Autrement dit, Dans l’avenir ¿ Le Spécialiste en Médecine Interne Générale, c’est à dire l’interniste, va-t-il être nécessaire ? ou ¿s’agit-il, tel que quelques uns l’ont signalé, d’une figure en voie d’extinction ?
Je ne voudrais pas que, dans cet exercice toujours risqué de futurologie, les sentiments et les désirs surgis des vécus du siècle dernier m’envahissent. À partir de la conviction de ce que la situation vécue par les grands maîtres de la Médecine Interne qui nous ont précédé ne va pas se répéter, je parie pour l’actualité future de la Médecine Interne. Mes arguments sont deux : a) la capacité de l’interniste pour l’exercice de notre profession dans son sens le plus large ; et b) les raisons économiques.

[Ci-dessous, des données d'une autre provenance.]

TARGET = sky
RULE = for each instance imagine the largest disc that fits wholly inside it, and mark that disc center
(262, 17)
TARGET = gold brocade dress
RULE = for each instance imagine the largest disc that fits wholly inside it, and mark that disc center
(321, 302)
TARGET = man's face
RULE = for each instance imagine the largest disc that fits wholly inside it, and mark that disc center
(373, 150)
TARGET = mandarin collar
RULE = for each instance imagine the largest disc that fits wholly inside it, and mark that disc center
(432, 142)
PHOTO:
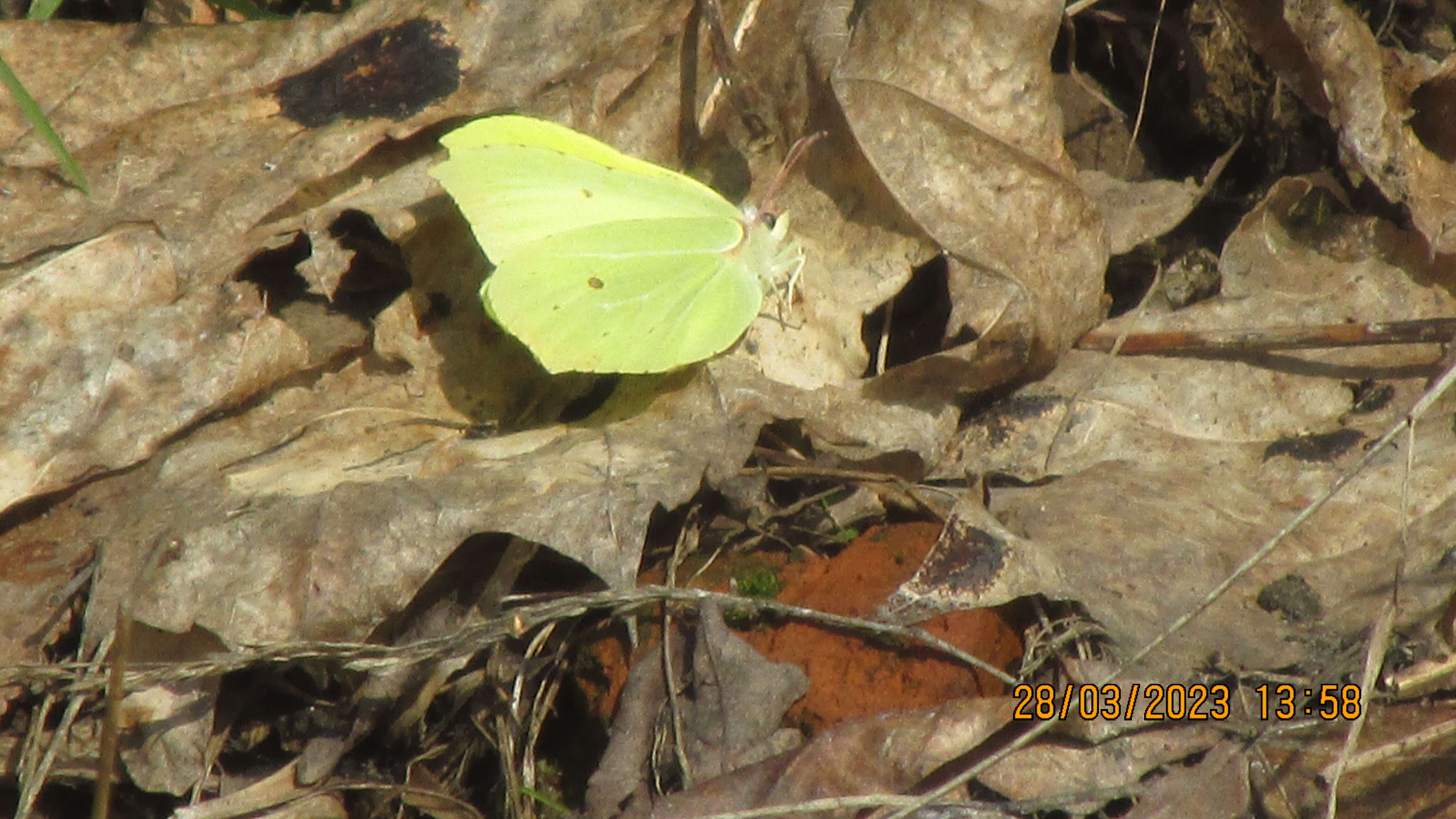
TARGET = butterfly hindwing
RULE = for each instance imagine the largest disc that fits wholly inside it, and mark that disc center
(629, 298)
(605, 263)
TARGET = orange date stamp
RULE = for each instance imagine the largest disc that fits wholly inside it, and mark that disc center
(1179, 701)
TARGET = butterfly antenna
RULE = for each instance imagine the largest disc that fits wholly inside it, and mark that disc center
(797, 152)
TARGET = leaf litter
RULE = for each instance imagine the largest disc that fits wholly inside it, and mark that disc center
(225, 406)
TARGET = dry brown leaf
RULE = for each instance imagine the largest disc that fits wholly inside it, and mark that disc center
(877, 755)
(969, 142)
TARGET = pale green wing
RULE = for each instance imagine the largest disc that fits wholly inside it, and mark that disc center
(638, 296)
(520, 181)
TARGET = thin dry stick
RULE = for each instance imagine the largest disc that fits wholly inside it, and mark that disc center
(1404, 745)
(1375, 652)
(34, 780)
(1113, 350)
(1267, 339)
(1148, 79)
(366, 656)
(681, 551)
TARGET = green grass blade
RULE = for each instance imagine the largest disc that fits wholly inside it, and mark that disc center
(43, 9)
(248, 9)
(33, 113)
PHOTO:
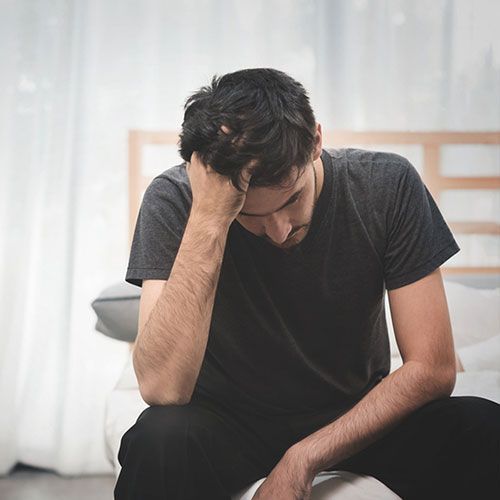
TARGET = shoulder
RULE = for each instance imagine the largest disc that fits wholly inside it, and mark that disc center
(171, 186)
(168, 195)
(375, 174)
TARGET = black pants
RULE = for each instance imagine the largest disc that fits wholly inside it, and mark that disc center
(449, 448)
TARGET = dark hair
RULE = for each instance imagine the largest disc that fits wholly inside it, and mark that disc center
(269, 121)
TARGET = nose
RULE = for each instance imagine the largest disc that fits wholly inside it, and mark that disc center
(277, 228)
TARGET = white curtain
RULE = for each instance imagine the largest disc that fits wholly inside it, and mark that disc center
(77, 74)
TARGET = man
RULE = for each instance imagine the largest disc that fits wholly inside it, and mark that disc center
(262, 345)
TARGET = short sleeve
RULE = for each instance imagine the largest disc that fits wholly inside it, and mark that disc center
(158, 232)
(418, 238)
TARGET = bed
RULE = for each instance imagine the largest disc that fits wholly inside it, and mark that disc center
(473, 294)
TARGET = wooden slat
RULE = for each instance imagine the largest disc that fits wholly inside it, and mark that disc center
(468, 183)
(388, 137)
(474, 227)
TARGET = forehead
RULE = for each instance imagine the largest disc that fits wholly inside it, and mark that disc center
(265, 200)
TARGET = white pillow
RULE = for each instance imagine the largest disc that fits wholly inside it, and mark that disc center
(484, 355)
(474, 315)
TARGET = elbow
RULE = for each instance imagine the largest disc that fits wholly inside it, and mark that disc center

L’interniste est le spécialiste le mieux préparé pour offrir à son patient une assistance intégrale. Un malade n’est pas la simple somme de systèmes organiques différents que chaque spécialiste est capable de disséquer dans l’aspect que lui est propre, mais un être humain avec sa complexité bio-psycho-sociale. Ses divers appareils ou systèmes biologiques sont liés entre eux et ils se voient influencés, en outre, par les versants psychiques et les circonstances sociales. Grâce a sa préparation et à son orientation généraliste, l’interniste est particulièrement idoine pour comprendre le patient en tant que personne et pas seulement en tant qu’un organisme malade.
Actuellement, il est très en vogue la médecine basée sur l’évidence laquelle, en réalité, il serait mieux d’appeler basée sur la constatation, parce que ce qui est évident n’a pas besoin de démonstration. Il s’agit d’un mouvement louable, puisqu’il prétend que nous, les médecins, nous prenions nos décisions sur la base des données scientifiques. Dans l’exercice clinique, il est difficile de pouvoir mesurer avec exactitude tous les problèmes du patient. Pour cette raison, il y a des mouvements qui prétendent opposer la médecine basée sur l’évidence à la médecine basée sur la complexité. À mon avis, l’exercice clinique devra toujours être réalisé avec une certaine incertitude. Généralement, l’interniste possède l’art clinique nécessaire pour prendre des décisions idoines dans des situations complexes de multi morbidité et d’incertitude.
La dimension économique constitue une caractéristique que l’on ne peut pas oublier dans le contexte actuel de la salubrité. Les raisons économiques renforcent actuellement la figure de l’interniste aux États Unis et il est à espérer qu’il arrivera de même en Espagne lorsque les critères d’efficacité seront appliqués aux différents professionnels de la Médecine. Un bon interniste est capable, tout seul, de résoudre de nombreux problèmes du patient, lesquels exigeraient l’intervention de différents spécialistes avec, en conséquence, un renchérissement de l’assistance.
En somme, j’ose augurer que l’interniste continuera à être indispensable car il est capable d’offrir, mieux que personne, une assistance intégrale au patient et, par conséquent, plus satisfaisante pour lui ; de se débrouiller dans le domaine de la complexité et de l’incertitude avec de l’art clinique et de développer sa tâche d’une manière efficiente dans le domaine économique.